Extemporaneous musings, occasionally poetic, about life in its richly varied dimensions, especially as relates to history, theology, law, literature, science, by one who is an attorney, ordained minister, historian, writer, and African American.
Monday, August 5, 2013
JAMES MILTON TURNER AND JOHN BERRY MEACHUM: MISSOURI'S BLACK VISIONARIES AND EDUCATORS!
James Milton Turner Elementary was the name of our grade school in Meachum Park, Missouri. It was named for James Milton Turner, who established public education for blacks after the Civil War. Turner was a protege of the great, though little known, John Berry Meachum, a self-liberated slave in St.

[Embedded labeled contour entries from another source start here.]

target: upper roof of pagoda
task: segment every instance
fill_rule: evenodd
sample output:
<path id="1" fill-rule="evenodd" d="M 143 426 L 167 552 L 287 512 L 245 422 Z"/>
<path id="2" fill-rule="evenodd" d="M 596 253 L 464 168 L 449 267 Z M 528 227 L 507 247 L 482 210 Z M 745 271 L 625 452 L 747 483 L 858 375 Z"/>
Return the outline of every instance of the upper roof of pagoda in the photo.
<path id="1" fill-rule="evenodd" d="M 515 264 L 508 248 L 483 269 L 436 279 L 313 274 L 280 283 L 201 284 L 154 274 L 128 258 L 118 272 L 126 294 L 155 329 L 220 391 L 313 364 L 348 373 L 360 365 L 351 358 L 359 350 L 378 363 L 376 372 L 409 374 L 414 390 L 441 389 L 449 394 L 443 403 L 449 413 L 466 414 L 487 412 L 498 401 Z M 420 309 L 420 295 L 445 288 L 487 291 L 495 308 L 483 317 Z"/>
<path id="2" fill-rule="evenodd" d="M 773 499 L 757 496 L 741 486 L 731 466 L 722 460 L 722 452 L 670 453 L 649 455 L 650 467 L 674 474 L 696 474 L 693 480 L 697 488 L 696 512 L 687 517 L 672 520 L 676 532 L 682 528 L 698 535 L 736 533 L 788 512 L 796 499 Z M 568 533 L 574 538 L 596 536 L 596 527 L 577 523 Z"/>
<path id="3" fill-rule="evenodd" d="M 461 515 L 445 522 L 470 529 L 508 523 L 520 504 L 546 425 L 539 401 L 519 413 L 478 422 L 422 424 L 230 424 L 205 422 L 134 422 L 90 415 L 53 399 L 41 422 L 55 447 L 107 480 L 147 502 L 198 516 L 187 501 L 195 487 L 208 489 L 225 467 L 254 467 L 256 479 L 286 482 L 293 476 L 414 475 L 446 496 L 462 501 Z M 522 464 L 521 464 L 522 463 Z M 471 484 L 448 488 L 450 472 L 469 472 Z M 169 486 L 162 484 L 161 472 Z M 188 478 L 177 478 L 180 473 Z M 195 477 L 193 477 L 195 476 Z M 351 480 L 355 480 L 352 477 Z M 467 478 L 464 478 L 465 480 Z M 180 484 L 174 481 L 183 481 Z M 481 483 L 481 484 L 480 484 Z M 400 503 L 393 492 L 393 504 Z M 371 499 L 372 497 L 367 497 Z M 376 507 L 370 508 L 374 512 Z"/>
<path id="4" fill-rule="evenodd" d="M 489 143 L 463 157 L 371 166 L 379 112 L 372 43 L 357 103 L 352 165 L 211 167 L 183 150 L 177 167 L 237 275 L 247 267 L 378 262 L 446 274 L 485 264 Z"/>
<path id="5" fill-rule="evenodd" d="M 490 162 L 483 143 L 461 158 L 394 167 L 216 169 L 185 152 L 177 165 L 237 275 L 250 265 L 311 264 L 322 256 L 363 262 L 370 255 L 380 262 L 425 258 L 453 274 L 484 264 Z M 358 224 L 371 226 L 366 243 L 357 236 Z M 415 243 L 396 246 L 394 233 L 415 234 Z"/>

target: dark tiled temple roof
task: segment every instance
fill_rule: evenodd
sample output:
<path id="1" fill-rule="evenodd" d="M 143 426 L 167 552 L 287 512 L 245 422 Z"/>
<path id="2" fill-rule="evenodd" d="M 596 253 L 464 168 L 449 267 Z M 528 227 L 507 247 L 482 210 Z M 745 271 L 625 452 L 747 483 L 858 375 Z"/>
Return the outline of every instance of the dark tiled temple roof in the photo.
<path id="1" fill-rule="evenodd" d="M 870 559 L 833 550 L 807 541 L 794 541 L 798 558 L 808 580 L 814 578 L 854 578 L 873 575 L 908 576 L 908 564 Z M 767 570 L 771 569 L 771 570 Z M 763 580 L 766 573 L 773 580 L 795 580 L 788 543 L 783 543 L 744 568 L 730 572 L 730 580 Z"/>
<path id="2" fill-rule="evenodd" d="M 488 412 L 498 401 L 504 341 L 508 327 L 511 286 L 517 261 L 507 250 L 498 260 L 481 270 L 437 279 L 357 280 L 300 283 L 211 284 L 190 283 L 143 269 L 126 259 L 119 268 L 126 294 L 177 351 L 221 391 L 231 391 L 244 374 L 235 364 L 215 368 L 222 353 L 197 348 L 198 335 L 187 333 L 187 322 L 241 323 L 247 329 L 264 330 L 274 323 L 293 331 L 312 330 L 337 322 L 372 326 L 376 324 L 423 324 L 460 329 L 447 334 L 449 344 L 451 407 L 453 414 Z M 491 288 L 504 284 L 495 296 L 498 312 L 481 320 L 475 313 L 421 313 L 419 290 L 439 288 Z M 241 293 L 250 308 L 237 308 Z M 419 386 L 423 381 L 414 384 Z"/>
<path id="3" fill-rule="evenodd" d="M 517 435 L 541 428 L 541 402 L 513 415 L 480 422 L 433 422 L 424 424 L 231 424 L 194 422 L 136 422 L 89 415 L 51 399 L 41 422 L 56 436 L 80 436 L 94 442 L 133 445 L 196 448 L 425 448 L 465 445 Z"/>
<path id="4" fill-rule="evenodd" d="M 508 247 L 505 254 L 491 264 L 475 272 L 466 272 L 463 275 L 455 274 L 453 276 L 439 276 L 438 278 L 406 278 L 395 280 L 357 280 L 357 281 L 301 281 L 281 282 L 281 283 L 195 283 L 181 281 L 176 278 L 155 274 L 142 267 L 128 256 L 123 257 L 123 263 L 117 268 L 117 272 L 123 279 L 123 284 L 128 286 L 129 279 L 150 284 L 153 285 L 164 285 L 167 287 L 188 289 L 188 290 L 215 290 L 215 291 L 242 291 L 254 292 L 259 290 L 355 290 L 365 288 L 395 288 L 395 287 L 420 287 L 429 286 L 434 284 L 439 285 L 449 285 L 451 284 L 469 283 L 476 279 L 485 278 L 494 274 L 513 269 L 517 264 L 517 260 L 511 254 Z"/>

Louis, who purchased his and his family's freedom; who founded and pastored the African Baptist Church; who founded a school for blacks on a steamboat, in the 1850's that was moored in the middle of the Mississippi River, under Federal jurisdiction, which James Milton Turner (above) attended, furtively, learning being outlawed in Missouri for blacks in 1847. Students were transported to the school aboard Meachum's skiff, daily. Meachum also established a barrel-making business, whose proceeds funded the school and the church, in which slaves he had purchased earned wages, learned a skill and bought their own freedom through wage deductions. He died in 1855, regrettably, and his wife was hanged in the later 1850's for helping slaves escape to Illinois. The school also died with them!